September 8, 2010 | Unregistered CommenterMerry
Mandy -- nice to "see" you here as well. And thank you so much for your kind and thoughtful words. Happy to hear you are TTC again; I know how emotional that whole process is after losing a child, so hugs to you as you brave that next step.

Merry -- I'm so sorry for the loss of your little boy. :-( Appreciate your support very much. And I wish for you the same.
September 8, 2010 | Unregistered CommenterOlivia
Yes, joy mixed with pain. I had my stillborn and living twin at the same time in April, so this may be somewhat of a different experience. But what I found is that I was very black and white in the process: wholely devouring Abby or wholey mourning Will. Some days just the love that blossomed in me for Abby made me miss Will so much more...and other days I felt so very, very lucky to have this little sweet thing to dry my tears. The post-pardom hormones are killer...zoloft was necessary for me.

The best advice I received was this: grief is not a betrayal of joy, nor joy a betrayal of grief. They both exist independent from one another and will continue to be a presence in your life.

On a sidenote, I purchased an Angel Care monitor for my daughter (it monitors baby's beathing while they sleep), and I credit this for any small amounts of restful sleep I was able to get those first few weeks when I was terrified to let her out of my sight.

Much love,

Eve
September 9, 2010 | Unregistered CommenterEve
Oh...and the world WILL see you as moving on with your new arrival and will not understand your continued grief...as if one baby can so easily replace another. I got a baby shower invitation the other day and told my hubby that it hurt to think about going to a shower. Even my hubby asked, "Why?". I didn't think I needed to explain to him that mine was canceled because Will died a few weeks before it was to happen. But I feel less mad now when that stuff happens...just...misunderstood.
September 9, 2010 | Unregistered CommenterEve
Eve -- I'm sorry for the loss of your son, Will. Thank you for responding.

Yes, I've gotten a number of idiotic comments from people who definitely seem to think I've not only moved on, but that Veronica never happened. People who say things like, "Oh, are you excited to be having your third?" (this baby is my fourth; I have three daughters, including V -- the other two are very much alive and well) or, "Oooh...how are you going to handle three?" My reply -- "um...somehow we managed for the blissful 7 weeks we WERE actively parenting three."

It's frustrating as hell...the only thing worse than losing my child is for the idiots of the world to deny her very existence. People are so uninformed when it comes to baby/child loss and death in general. I guess denial is their coping mechanism.

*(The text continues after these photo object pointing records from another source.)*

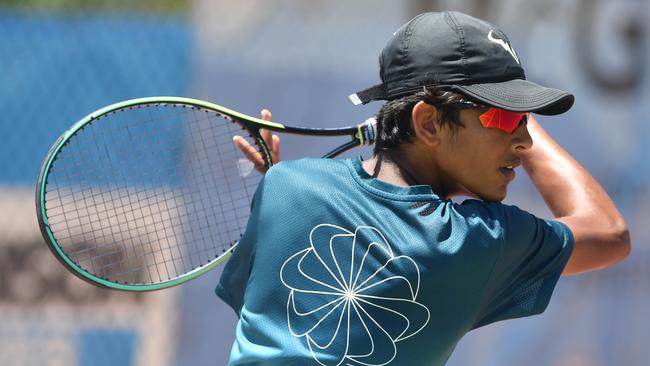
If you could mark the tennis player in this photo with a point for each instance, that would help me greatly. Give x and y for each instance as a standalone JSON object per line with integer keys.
{"x": 353, "y": 262}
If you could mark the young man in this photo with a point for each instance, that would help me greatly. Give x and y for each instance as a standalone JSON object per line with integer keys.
{"x": 351, "y": 262}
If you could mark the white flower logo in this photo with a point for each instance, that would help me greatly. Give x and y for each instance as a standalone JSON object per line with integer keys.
{"x": 351, "y": 297}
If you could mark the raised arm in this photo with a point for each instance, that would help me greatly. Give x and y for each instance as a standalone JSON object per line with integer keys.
{"x": 576, "y": 199}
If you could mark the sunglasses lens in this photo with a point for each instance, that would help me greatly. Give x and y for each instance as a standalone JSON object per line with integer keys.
{"x": 502, "y": 119}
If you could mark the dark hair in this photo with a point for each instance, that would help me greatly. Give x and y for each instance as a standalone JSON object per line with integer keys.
{"x": 394, "y": 126}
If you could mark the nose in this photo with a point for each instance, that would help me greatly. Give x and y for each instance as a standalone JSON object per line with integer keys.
{"x": 521, "y": 138}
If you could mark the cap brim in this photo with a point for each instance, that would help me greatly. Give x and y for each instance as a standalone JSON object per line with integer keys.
{"x": 520, "y": 96}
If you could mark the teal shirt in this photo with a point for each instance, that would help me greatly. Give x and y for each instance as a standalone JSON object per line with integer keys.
{"x": 339, "y": 268}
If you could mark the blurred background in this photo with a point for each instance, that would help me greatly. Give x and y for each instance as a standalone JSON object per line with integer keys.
{"x": 61, "y": 59}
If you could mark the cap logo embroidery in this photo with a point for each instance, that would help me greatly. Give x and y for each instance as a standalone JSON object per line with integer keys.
{"x": 506, "y": 46}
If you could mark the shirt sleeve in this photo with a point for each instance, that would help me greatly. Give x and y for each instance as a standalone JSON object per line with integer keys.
{"x": 234, "y": 278}
{"x": 533, "y": 254}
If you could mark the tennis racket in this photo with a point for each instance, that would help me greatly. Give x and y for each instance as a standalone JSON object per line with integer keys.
{"x": 151, "y": 193}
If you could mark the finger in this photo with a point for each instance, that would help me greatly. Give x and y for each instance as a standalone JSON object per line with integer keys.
{"x": 251, "y": 153}
{"x": 266, "y": 134}
{"x": 275, "y": 151}
{"x": 266, "y": 114}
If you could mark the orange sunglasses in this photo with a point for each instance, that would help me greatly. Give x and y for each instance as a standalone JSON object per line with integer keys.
{"x": 499, "y": 118}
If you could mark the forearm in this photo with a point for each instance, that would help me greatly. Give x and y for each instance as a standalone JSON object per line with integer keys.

I wish I could pretend she never happened...it'd be a whole lot easier...but V's life and death are very much a part of who I am. To deny her, is to deny me.
September 10, 2010 | Unregistered CommenterOlivia
Olivia, I know where you're at, I just had my "rainbow baby" 7 weeks ago, and no I haven't stopped missing my boy Henry, who we lost at 3 days old last August. It's a strange thing, having lost a child and then having the gift of having another not so long after (though of course "not so long" seems like an eternity when you're waiting) -- and the toll that takes emotionally. I'm at a place where I am finally starting to really love my new baby -- I mean really connect with her (I have loved her for always, but this new feeling that has started to happen, its like Im letting her in finally), but I think of Henry every single day, he is never far from my thoughts. I think that's just how it goes, and I think that's how it has to be. Much love to you...
September 11, 2010 | Unregistered CommenterMindy
thank you, Mindy, for sharing your experience. A new baby after a loss is truly a gift, isn't it? Thank you for reminding me of that. I am so sorry for the loss of your son.